Thursday, September 22, 2005

Wes Clark on Global Warming

I wish that our current President could see the forest for the trees (or, at minimum, a forest and not an oil drilling site) in regards to global warming/climate change. I'm certain that will change come the 2008 presidential election, and it may even become a much larger issue for the 2006 congressional elections. Generaly Wesley Clark posted this to his WesPac site, and it's refreshing to hear a national political leader talk about the realities of what we're facing with GW/CC:

 
To slow the rate of global warming is to reduce appreciably the greenhouse gas emissions. This is the familiar agenda of the global warming concern. However, with the consequences of global warming already so severe, global warming has to be treated as a national security problem, involving not just the EPA but also the National Security Council and the top leadership of America. Global warming is a national security issue.

In my view, global warming's impact on climate change will impact human populations in three ways: displacement, disaster and political tensions.

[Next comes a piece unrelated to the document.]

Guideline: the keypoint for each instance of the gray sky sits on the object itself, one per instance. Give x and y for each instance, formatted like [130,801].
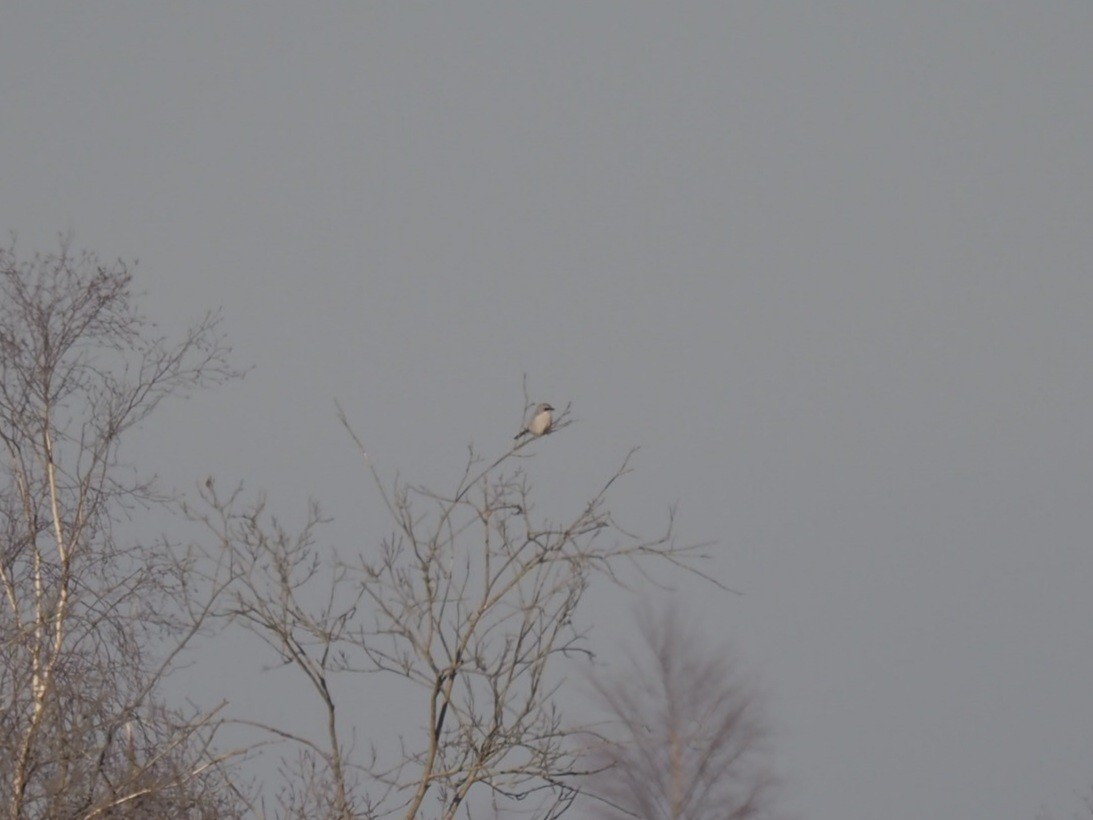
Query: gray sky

First, warmer temperatures thin arctic ice sheets, raising sea levels. Higher water levels will dislocate 100 million people currently living in coastal areas.

Disasters will come with warming sea temperatures and changes in salinity levels which lead to stronger and more frequent hurricanes which means storms such as Rita and Katrina, more tornadoes, and extensive droughts. Furthermore, these massive storms could strike not just the Gulf Coast, but the Pacific Coast as well, causing vast destruction. Shifts in precipitation patterns will impact agricultural capacities and complicate access to drinking water.

Dislocation and disaster will force people and nations to compete for land, food, and water. Although these effects will not imperil American security per se, many other nations will be forced into a state of strife while coping with these changes, causing tension between countries and providing a destabilizing force in the world stretching to the limits treaties, traditions, and relationships between and among nations.
 


2008's still a way off, but Clark has been getting my early nod in the monthly straw votes taking place over at Daily Kos--and he's been top of the heap for the last couple of months.